A volcano erupted Wednesday on the same central Indonesian island struck last week by a powerful earthquake and tsunami, and authorities warned planes about volcanic ash in the air.
Mount Soputan on Sulawesi island spewed a massive column of ash more than 6,000 meters (19,700 feet) into the sky just before 8 a.m. on Wednesday (9 p.m. Tuesday ET), according to Indonesian disaster agency spokesman Sutopo Purwo Nugroho, according to The Associated Press.
No evacuations were immediately ordered.
A government volcanologist said it’s possible the eruption was accelerated by the magnitude 7.5 earthquake that struck on Friday.
“It could be that this earthquake triggered the eruption, but we have seen an increase in volcanic activity since July and this began surging on Monday. Yet we can’t say there a direct link, as the mountain is quite far away,” Kasbani, the head of Indonesia’s Volcanology and Geology Disaster Mitigation Agency, said on local television.
Kasbani, who uses one name, said planes have been warned to avoid the area.

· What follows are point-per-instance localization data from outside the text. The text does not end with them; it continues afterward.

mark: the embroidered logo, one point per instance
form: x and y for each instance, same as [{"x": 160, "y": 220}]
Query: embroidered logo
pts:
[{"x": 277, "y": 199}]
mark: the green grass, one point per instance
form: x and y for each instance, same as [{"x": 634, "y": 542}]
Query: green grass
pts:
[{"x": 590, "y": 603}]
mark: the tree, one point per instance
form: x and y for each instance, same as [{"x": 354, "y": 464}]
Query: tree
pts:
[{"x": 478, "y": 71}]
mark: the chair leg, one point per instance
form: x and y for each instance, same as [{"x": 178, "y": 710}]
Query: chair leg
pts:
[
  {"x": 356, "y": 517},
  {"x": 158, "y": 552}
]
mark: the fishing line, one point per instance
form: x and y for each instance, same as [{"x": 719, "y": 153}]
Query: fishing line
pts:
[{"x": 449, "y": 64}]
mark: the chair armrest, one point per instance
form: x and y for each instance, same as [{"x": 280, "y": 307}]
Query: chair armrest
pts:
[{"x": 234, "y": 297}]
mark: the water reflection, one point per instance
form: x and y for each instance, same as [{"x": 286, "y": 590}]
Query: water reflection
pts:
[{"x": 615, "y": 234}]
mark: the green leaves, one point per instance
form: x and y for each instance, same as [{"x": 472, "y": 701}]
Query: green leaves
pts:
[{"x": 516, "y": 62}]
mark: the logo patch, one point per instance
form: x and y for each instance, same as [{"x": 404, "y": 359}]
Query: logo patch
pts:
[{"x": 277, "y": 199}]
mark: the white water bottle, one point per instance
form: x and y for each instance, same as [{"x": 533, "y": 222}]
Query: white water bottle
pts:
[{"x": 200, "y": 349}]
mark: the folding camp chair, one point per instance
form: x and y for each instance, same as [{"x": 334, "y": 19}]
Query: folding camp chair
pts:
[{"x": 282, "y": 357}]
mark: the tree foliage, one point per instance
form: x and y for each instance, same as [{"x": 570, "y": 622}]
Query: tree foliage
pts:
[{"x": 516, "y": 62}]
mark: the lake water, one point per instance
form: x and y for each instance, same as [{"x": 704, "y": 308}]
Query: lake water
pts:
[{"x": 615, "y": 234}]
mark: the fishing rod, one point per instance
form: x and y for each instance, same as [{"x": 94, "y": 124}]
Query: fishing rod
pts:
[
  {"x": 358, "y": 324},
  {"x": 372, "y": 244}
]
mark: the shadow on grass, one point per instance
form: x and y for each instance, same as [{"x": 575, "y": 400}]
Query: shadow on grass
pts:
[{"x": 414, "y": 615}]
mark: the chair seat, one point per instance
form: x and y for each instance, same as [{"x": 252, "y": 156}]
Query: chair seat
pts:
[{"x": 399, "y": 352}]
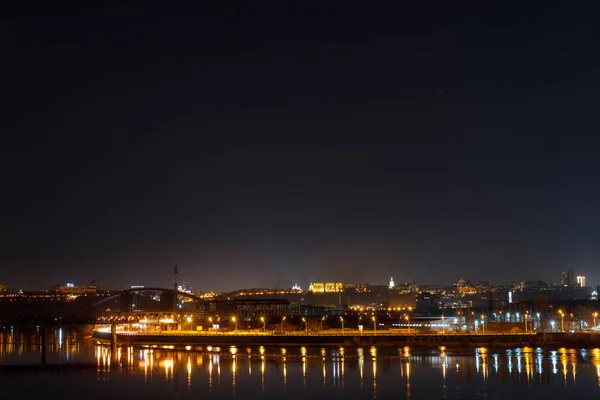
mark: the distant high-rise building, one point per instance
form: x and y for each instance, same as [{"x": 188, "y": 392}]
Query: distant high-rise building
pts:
[
  {"x": 571, "y": 277},
  {"x": 564, "y": 279}
]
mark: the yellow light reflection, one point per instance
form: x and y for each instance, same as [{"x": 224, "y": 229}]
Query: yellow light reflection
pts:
[
  {"x": 189, "y": 368},
  {"x": 361, "y": 364}
]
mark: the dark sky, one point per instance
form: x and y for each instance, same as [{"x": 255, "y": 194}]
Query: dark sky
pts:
[{"x": 323, "y": 140}]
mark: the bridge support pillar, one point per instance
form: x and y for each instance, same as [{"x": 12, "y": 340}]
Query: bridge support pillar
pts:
[{"x": 44, "y": 343}]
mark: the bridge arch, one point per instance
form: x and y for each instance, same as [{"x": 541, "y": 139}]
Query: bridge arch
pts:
[{"x": 150, "y": 299}]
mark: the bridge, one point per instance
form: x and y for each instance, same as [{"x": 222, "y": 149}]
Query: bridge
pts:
[{"x": 125, "y": 306}]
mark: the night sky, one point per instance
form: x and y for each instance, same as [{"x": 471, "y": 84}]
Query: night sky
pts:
[{"x": 324, "y": 140}]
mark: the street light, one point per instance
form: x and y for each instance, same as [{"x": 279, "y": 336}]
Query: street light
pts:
[{"x": 562, "y": 320}]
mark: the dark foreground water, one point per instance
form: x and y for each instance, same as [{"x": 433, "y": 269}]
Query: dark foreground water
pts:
[{"x": 291, "y": 373}]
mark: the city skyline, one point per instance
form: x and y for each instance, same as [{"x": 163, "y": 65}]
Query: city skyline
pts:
[
  {"x": 578, "y": 279},
  {"x": 255, "y": 144}
]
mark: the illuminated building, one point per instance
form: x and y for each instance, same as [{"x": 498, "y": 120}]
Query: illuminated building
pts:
[
  {"x": 326, "y": 287},
  {"x": 71, "y": 288}
]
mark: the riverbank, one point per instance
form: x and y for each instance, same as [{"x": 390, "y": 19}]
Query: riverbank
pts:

Officials warned there could be just days left to rescue the remaining trapped survivors of Friday’s earthquake and tsunami, Indonesia’s disaster agency said Wednesday, as the already-high death toll continued to grow, according to CNN.
But the eruption of the volcano has highlighted the difficult task facing authorities in the geographically unstable region.
The ash cloud rose four kilometers high over the devastated island, but so far the local airport remains open and no evacuations have been required, Sutopo said.
The eruption hasn’t yet slowed rescue efforts in Palu, where Sutopo said authorities were only just within the seven-day window in which there is a chance survivors “still exist.”
It gives rescue crews less than two days to finish combing the rubble for possible signs of life.
The death toll jumped again on Wednesday, rising to 1,407 amid warnings from authorities that the casualty count is expected to rise even further as search efforts continue.
“So many bodies haven’t been recovered yet,” Willem Rampangilei, head of Indonesia’s National Board for Disaster Management, told reporters on Tuesday.